Tale Of The Covert Tape: Falwell Secretly Records Meeting With Mayor

Liberty University Chancellor Jerry Falwell Jr. stirred up controversy in Lynchburg in late March after admitting he had secretly videotaped a meeting with local officials.

Falwell arranged a surreptitious recording of a meeting he and other university officials held with Lynchburg Mayor Joan Foster and the city manager, reported the Lynchburg News & Advance.

The newspaper said Falwell signed off on the recording, which was made by concealing a camera behind some books.

Local officials were not pleased.

“It bothers me they taped us without telling us,” Foster said. “I went over there with a huge trust factor and a sincere heart.
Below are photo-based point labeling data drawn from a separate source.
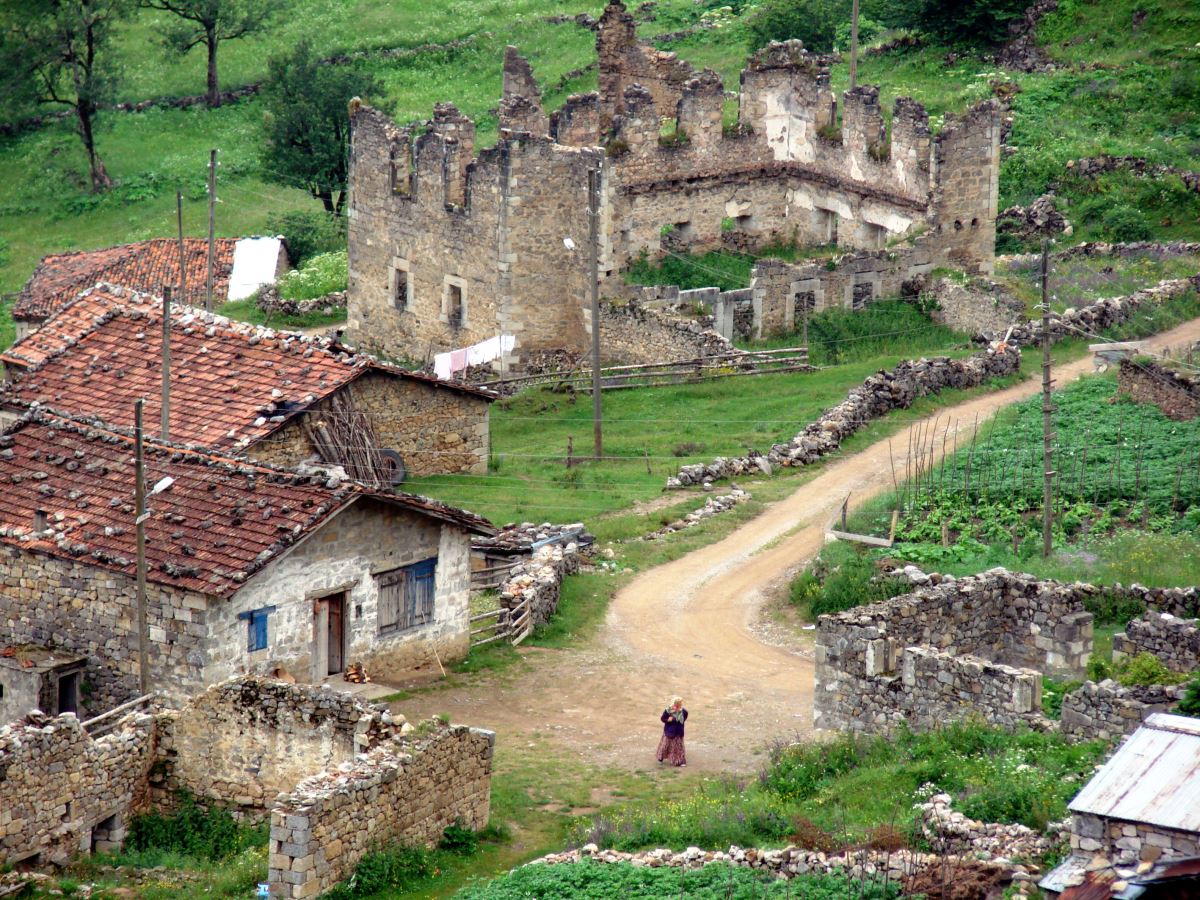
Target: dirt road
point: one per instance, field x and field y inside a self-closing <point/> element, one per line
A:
<point x="690" y="628"/>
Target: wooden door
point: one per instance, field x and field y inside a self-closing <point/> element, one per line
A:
<point x="336" y="634"/>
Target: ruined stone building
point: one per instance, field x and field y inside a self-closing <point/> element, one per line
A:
<point x="448" y="247"/>
<point x="276" y="397"/>
<point x="240" y="267"/>
<point x="249" y="568"/>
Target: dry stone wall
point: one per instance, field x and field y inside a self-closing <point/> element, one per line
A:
<point x="1149" y="382"/>
<point x="877" y="396"/>
<point x="953" y="648"/>
<point x="1174" y="641"/>
<point x="63" y="792"/>
<point x="1107" y="711"/>
<point x="405" y="793"/>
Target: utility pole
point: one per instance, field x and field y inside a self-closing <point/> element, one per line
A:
<point x="1047" y="408"/>
<point x="183" y="253"/>
<point x="139" y="495"/>
<point x="594" y="274"/>
<point x="853" y="46"/>
<point x="213" y="225"/>
<point x="166" y="363"/>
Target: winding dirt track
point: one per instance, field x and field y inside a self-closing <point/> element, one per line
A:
<point x="689" y="628"/>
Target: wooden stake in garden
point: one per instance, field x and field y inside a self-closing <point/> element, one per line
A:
<point x="1047" y="408"/>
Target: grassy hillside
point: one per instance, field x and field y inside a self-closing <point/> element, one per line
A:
<point x="1121" y="90"/>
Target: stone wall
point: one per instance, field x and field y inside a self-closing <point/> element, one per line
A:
<point x="1129" y="843"/>
<point x="1149" y="382"/>
<point x="345" y="558"/>
<point x="63" y="792"/>
<point x="397" y="793"/>
<point x="70" y="606"/>
<point x="879" y="395"/>
<point x="953" y="648"/>
<point x="1174" y="641"/>
<point x="978" y="307"/>
<point x="246" y="741"/>
<point x="1107" y="711"/>
<point x="435" y="430"/>
<point x="633" y="334"/>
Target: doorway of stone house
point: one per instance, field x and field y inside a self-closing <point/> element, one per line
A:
<point x="329" y="635"/>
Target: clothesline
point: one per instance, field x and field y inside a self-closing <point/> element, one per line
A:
<point x="445" y="365"/>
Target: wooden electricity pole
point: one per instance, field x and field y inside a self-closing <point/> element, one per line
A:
<point x="853" y="46"/>
<point x="594" y="274"/>
<point x="183" y="252"/>
<point x="166" y="363"/>
<point x="1047" y="408"/>
<point x="139" y="493"/>
<point x="213" y="225"/>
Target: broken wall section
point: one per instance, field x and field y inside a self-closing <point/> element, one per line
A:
<point x="63" y="792"/>
<point x="396" y="793"/>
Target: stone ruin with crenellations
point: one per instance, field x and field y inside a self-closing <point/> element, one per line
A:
<point x="449" y="247"/>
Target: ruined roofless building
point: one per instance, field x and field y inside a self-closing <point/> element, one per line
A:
<point x="448" y="247"/>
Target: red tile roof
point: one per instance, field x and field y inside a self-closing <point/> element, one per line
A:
<point x="232" y="384"/>
<point x="216" y="526"/>
<point x="147" y="265"/>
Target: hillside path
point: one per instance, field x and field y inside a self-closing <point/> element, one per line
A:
<point x="693" y="628"/>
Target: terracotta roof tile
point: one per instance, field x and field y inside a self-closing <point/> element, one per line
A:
<point x="232" y="383"/>
<point x="220" y="521"/>
<point x="147" y="265"/>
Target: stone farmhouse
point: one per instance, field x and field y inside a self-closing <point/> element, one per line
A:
<point x="448" y="247"/>
<point x="249" y="568"/>
<point x="241" y="267"/>
<point x="245" y="390"/>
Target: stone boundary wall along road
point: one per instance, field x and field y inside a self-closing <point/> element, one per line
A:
<point x="405" y="795"/>
<point x="954" y="648"/>
<point x="63" y="792"/>
<point x="1174" y="641"/>
<point x="1147" y="382"/>
<point x="879" y="395"/>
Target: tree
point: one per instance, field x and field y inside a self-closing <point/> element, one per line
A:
<point x="307" y="127"/>
<point x="209" y="23"/>
<point x="58" y="52"/>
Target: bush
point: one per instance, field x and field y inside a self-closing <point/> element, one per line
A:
<point x="309" y="234"/>
<point x="322" y="275"/>
<point x="195" y="831"/>
<point x="1126" y="223"/>
<point x="1191" y="702"/>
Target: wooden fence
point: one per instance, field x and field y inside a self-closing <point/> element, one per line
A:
<point x="652" y="375"/>
<point x="513" y="625"/>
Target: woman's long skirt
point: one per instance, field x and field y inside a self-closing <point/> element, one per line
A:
<point x="671" y="750"/>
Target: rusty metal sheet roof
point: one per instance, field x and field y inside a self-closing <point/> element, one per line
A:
<point x="1153" y="778"/>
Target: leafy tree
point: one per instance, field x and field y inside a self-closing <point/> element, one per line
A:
<point x="58" y="52"/>
<point x="306" y="127"/>
<point x="209" y="23"/>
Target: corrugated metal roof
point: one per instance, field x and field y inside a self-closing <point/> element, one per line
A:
<point x="1153" y="778"/>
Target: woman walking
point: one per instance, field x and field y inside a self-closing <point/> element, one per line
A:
<point x="671" y="745"/>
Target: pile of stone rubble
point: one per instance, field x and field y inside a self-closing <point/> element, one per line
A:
<point x="879" y="395"/>
<point x="960" y="839"/>
<point x="713" y="507"/>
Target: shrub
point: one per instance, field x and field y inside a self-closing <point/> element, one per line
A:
<point x="195" y="831"/>
<point x="1191" y="702"/>
<point x="322" y="275"/>
<point x="1144" y="670"/>
<point x="309" y="233"/>
<point x="1126" y="223"/>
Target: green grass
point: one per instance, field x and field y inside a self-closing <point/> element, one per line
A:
<point x="843" y="791"/>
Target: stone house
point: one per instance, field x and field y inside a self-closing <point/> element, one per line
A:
<point x="241" y="265"/>
<point x="249" y="568"/>
<point x="1138" y="821"/>
<point x="448" y="249"/>
<point x="274" y="396"/>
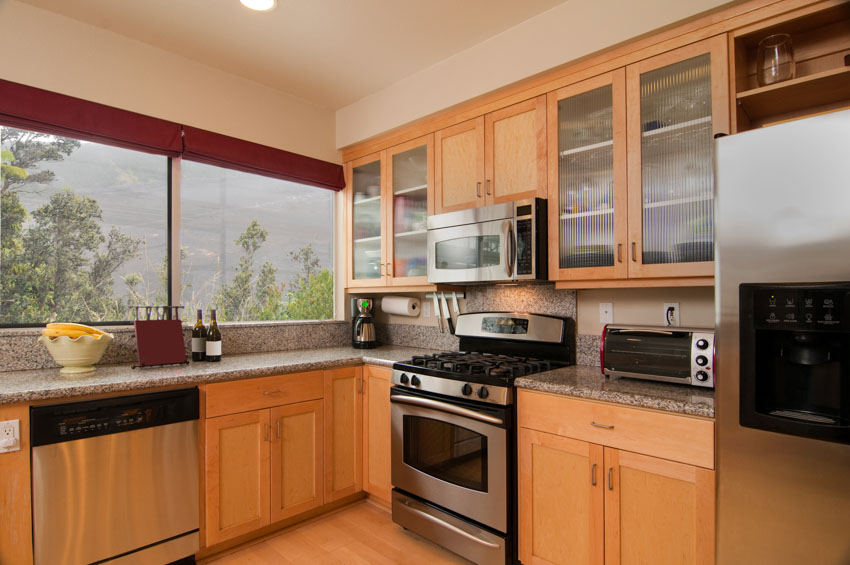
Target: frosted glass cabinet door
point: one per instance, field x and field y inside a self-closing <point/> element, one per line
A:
<point x="682" y="101"/>
<point x="590" y="183"/>
<point x="410" y="171"/>
<point x="367" y="222"/>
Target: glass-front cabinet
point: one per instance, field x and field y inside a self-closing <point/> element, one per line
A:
<point x="388" y="198"/>
<point x="633" y="193"/>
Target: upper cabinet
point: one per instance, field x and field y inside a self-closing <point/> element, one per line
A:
<point x="498" y="157"/>
<point x="388" y="197"/>
<point x="631" y="170"/>
<point x="817" y="81"/>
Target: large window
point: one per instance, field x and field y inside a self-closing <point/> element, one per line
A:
<point x="255" y="247"/>
<point x="85" y="237"/>
<point x="84" y="229"/>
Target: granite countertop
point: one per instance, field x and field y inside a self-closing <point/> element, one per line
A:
<point x="28" y="386"/>
<point x="588" y="382"/>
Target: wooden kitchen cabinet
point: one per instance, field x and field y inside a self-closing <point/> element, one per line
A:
<point x="263" y="452"/>
<point x="296" y="458"/>
<point x="388" y="197"/>
<point x="495" y="158"/>
<point x="631" y="170"/>
<point x="343" y="432"/>
<point x="376" y="432"/>
<point x="237" y="474"/>
<point x="585" y="499"/>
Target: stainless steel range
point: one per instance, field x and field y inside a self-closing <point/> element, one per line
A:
<point x="454" y="431"/>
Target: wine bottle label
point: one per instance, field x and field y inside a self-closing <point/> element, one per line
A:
<point x="213" y="347"/>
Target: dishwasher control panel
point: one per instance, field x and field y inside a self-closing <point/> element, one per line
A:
<point x="78" y="420"/>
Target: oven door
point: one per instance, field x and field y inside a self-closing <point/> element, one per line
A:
<point x="452" y="455"/>
<point x="478" y="252"/>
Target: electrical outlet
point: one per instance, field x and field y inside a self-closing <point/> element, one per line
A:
<point x="671" y="313"/>
<point x="10" y="436"/>
<point x="606" y="312"/>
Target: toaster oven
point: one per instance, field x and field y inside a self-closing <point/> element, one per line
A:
<point x="668" y="354"/>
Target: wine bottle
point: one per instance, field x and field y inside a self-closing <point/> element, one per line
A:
<point x="213" y="340"/>
<point x="199" y="339"/>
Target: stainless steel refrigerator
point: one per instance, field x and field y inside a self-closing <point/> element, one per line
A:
<point x="783" y="217"/>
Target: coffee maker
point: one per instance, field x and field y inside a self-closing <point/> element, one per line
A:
<point x="363" y="334"/>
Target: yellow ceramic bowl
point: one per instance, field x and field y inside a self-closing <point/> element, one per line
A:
<point x="76" y="355"/>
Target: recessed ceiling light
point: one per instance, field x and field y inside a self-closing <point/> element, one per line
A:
<point x="259" y="5"/>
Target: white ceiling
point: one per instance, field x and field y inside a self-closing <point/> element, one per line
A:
<point x="330" y="52"/>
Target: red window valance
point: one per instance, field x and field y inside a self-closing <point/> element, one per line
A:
<point x="35" y="109"/>
<point x="232" y="153"/>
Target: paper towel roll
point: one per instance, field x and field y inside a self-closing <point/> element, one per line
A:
<point x="401" y="305"/>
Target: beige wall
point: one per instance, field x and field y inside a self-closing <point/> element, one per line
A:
<point x="645" y="306"/>
<point x="564" y="33"/>
<point x="56" y="53"/>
I’m trying to build our relationship.”

Falwell defended his actions by claiming he was just trying to make sure Lynchburg officials kept promises they had allegedly made to him. Falwell wants to expand Liberty University and has demanded that the council vote to relax zoning requirements so the school can grow.

Falwell claims he was promised that the council would quickly vote 7-0 in his favor on the zoning issue. To make sure, he said, he arranged to have the meeting recorded.

Foster and City Manager Kimball Payne say they made no such promise to Falwell. The videotape was released, but the audio quality is poor and it’s impossible to tell what was said in parts.

Falwell has refused to apologize or admit he was in the wrong.

“So many people are trying to say this was a political maneuver with the timing or that we’re trying to fire a shot over the bow of the council, but that had nothing to do with it,” Falwell said.

Critics are skeptical of that claim. Falwell has been openly boasting about his plan to use LU students to take over Lynchburg’s city council and stack it with candidates who will do what he wants.

In November of 2009, LU students were the deciding factor in a close race for a House of Delegates seat for the Lynchburg area. Due to Falwell’s machinations, incumbent Democrat Shannon Valentine lost her race with Republican Scott Garrett by about 200 votes. (See “Big Brother,” April 2010 Church & State.)

With controversy growing over the covert taping, Falwell called an unusual press conference April 8. He read a statement insisting that the flap over the tape is a “diversion.” He also complained that he is “vilified in the press.”

Falwell then left the room without taking questions.